Follow-Your-Shape: Shape-Aware Image Editing via Trajectory-Guided Region Control
Zeqian Long, Mingzhe Zheng, Kunyu Feng, Xinhua Zhang, Hongyu Liu, Harry Yang, Linfeng Zhang, Qifeng Chen, Yue Ma
TL;DR
Follow-Your-Shape tackles the problem of large-scale, shape-aware image editing with a training-free, mask-free approach. It introduces a Trajectory Divergence Map (TDM) that quantifies token-wise velocity differences between inversion and editing trajectories, and employs a three-stage editing process with a scheduled KV injection and ControlNet conditioning to localize edits and preserve background.
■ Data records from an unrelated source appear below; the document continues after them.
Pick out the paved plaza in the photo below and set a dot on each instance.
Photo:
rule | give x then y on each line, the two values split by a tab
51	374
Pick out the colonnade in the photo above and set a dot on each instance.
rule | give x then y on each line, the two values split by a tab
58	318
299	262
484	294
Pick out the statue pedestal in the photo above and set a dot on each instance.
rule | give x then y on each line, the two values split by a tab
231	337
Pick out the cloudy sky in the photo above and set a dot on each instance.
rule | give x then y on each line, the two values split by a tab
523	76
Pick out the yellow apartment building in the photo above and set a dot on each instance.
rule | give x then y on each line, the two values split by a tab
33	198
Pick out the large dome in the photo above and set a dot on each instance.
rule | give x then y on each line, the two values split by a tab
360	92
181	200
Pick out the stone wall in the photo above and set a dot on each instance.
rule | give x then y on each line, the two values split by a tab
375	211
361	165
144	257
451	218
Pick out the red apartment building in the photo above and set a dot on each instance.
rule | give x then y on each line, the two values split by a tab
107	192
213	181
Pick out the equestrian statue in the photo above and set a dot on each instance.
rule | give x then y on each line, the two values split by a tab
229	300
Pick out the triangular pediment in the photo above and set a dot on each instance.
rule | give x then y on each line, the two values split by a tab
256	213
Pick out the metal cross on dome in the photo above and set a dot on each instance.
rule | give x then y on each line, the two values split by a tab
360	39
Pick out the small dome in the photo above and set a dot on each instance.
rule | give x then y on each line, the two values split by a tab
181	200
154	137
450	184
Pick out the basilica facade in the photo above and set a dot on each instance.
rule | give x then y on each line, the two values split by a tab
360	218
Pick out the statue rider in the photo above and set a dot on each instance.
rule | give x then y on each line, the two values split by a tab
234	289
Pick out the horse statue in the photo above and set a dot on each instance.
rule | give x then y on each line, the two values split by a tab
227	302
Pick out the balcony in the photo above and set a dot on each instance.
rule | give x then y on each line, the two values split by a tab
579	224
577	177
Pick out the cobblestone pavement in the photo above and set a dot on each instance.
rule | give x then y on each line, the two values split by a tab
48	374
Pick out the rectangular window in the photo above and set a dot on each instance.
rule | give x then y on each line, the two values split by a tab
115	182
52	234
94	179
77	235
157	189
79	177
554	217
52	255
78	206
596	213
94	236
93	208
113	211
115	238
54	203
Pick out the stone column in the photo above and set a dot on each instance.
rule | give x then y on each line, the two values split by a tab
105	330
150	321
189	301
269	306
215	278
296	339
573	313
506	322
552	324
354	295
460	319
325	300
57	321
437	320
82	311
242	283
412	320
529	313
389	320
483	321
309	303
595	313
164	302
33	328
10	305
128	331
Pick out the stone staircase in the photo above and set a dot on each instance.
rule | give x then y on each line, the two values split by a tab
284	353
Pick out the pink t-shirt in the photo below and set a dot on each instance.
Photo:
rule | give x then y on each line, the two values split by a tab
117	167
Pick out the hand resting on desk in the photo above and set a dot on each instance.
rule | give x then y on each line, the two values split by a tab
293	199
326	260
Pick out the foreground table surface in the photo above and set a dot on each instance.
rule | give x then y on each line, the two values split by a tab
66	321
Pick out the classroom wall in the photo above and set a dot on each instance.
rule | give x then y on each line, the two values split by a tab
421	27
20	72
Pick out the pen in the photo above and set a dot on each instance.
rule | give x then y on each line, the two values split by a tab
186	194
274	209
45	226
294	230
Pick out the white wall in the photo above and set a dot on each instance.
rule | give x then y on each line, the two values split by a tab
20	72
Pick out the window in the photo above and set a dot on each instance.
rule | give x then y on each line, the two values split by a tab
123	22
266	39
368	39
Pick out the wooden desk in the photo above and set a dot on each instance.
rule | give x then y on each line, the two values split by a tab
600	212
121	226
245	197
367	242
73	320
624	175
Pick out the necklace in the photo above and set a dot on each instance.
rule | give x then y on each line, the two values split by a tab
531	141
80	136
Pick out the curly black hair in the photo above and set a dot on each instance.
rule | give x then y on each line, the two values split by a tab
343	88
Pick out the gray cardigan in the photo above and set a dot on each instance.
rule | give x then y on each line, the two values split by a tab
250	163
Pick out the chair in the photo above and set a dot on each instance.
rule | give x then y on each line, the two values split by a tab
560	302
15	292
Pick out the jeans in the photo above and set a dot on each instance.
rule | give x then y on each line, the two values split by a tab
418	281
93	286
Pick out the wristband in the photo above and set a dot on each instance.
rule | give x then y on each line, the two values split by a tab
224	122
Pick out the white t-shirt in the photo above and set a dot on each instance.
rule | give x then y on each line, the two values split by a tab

The key contributions are the TDM-based region localization, a staged editing strategy that stabilizes trajectories, and the ReShapeBench benchmark for rigorous shape-transformation evaluation; results on ReShapeBench show state-of-the-art background preservation and text alignment, with metrics such as PSNR $= 35.79$, LPIPS $= 8.23\times 10^{-3}$, CLIP-Sim $= 33.71$, and Aesthetic Score $= 6.57$. This framework enables robust, large-scale shape edits in a computationally efficient, training-free manner, offering practical impact for precise content modification in real-world applications, while also providing a standardized benchmark for future shape-aware editing research.
Abstract
While recent flow-based image editing models demonstrate general-purpose capabilities across diverse tasks, they often struggle to specialize in challenging scenarios -- particularly those involving large-scale shape transformations. When performing such structural edits, these methods either fail to achieve the intended shape change or inadvertently alter non-target regions, resulting in degraded background quality. We propose Follow-Your-Shape, a training-free and mask-free framework that supports precise and controllable editing of object shapes while strictly preserving non-target content. Motivated by the divergence between inversion and editing trajectories, we compute a Trajectory Divergence Map (TDM) by comparing token-wise velocity differences between the inversion and denoising paths. The TDM enables precise localization of editable regions and guides a Scheduled KV Injection mechanism that ensures stable and faithful editing. To facilitate a rigorous evaluation, we introduce ReShapeBench, a new benchmark comprising 120 new images and enriched prompt pairs specifically curated for shape-aware editing. Experiments demonstrate that our method achieves superior editability and visual fidelity, particularly in tasks requiring large-scale shape replacement.